In a craven attempt to capture that sweet, sweet microtransaction cash, Nintendo stopped caring about the quality of their flagship product and started focusing on the soulless, smooth-bodied 3D renderings of our favorite monster pals. And each of these entries came with tons of new, interesting Pokémon to discover and quality-of-life improvements all the way through the fifth generation’s pair, Pokémon Black and White (2010).īut that progress was undone only two years later, starting with the release of mobile game cash cow Pokémon Go.
The third generation, made up of Ruby and Sapphire (2003), gave us weather conditions (which thankfully weren’t dependent on the same kind of real-time hardware as their predecessors).

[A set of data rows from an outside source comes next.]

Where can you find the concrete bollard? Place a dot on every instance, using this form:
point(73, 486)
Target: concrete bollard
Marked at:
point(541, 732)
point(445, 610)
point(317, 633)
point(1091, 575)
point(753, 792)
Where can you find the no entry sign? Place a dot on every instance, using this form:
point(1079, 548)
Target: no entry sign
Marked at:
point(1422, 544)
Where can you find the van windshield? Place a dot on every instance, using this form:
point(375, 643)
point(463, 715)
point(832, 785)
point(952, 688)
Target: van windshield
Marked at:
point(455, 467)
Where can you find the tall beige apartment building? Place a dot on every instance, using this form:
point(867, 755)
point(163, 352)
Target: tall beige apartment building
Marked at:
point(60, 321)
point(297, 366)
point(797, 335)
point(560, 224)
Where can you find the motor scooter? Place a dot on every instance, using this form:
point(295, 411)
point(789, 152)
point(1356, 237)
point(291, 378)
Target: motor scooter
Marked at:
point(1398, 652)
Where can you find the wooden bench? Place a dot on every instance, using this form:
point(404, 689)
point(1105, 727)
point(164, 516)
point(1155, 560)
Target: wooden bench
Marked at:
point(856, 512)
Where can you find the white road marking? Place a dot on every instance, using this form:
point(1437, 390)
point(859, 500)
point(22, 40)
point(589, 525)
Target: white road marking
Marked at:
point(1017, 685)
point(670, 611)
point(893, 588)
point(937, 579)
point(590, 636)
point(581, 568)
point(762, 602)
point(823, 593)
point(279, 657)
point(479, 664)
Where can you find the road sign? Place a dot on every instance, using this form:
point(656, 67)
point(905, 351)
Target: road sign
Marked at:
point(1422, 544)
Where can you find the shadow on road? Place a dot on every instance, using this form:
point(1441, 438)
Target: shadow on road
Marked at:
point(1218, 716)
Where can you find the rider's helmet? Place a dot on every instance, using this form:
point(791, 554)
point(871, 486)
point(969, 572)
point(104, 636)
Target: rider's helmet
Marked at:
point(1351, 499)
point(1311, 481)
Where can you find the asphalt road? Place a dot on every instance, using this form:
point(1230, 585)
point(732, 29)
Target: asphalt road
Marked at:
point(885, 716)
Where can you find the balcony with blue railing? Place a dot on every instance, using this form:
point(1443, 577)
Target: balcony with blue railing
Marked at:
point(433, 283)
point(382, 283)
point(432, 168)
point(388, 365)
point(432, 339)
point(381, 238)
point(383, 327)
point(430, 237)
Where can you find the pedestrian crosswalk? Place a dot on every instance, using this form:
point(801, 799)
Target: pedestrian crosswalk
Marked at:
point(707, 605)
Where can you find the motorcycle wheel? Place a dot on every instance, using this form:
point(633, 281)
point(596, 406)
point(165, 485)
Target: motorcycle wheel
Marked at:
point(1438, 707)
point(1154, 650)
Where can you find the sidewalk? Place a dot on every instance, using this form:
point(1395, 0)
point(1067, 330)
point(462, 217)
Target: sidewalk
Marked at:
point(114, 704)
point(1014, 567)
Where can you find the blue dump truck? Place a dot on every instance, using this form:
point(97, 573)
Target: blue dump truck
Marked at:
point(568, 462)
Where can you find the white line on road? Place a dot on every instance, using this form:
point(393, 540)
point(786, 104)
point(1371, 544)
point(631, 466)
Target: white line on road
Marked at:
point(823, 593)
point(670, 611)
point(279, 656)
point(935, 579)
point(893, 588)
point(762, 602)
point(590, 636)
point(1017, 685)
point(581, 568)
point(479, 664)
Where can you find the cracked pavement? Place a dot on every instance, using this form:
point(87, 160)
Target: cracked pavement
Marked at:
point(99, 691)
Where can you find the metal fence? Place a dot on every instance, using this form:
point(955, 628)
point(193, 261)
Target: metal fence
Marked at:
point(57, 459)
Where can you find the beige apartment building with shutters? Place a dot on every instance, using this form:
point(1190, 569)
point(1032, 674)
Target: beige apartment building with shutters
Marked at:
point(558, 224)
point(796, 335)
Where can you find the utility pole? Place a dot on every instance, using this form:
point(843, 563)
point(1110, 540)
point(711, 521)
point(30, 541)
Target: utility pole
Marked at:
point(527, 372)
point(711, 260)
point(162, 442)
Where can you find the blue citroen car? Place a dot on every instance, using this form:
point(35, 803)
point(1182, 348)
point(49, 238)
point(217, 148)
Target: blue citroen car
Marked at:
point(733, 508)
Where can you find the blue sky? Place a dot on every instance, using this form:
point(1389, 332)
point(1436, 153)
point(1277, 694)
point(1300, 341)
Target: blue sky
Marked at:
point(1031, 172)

The second generation (2000) introduced a real-time clock that affected gameplay (something Nintendo hadn’t actually fully figured out, and which has since been rendered unusable due to long-dead batteries within the original Game Boy cartridges’ plastic shells) and new types of Poké Balls.
WHAT'S THE DIFFERENCE BETWEEN POKEMON OMEGA RUBY AND ALPHA SAPPHIRE FULL
After the series’ exciting-but-imperfect debut on the Game Boy in 1998, which featured a vibrant world full of playful new monster friends but still quite a few gameplay kinks to work out, each subsequent pair of entries-or generation as fans know them-began to shine, stuffed full of love, care, and with an abundance of content. In its prime, Pokémon was a thing of intricate beauty.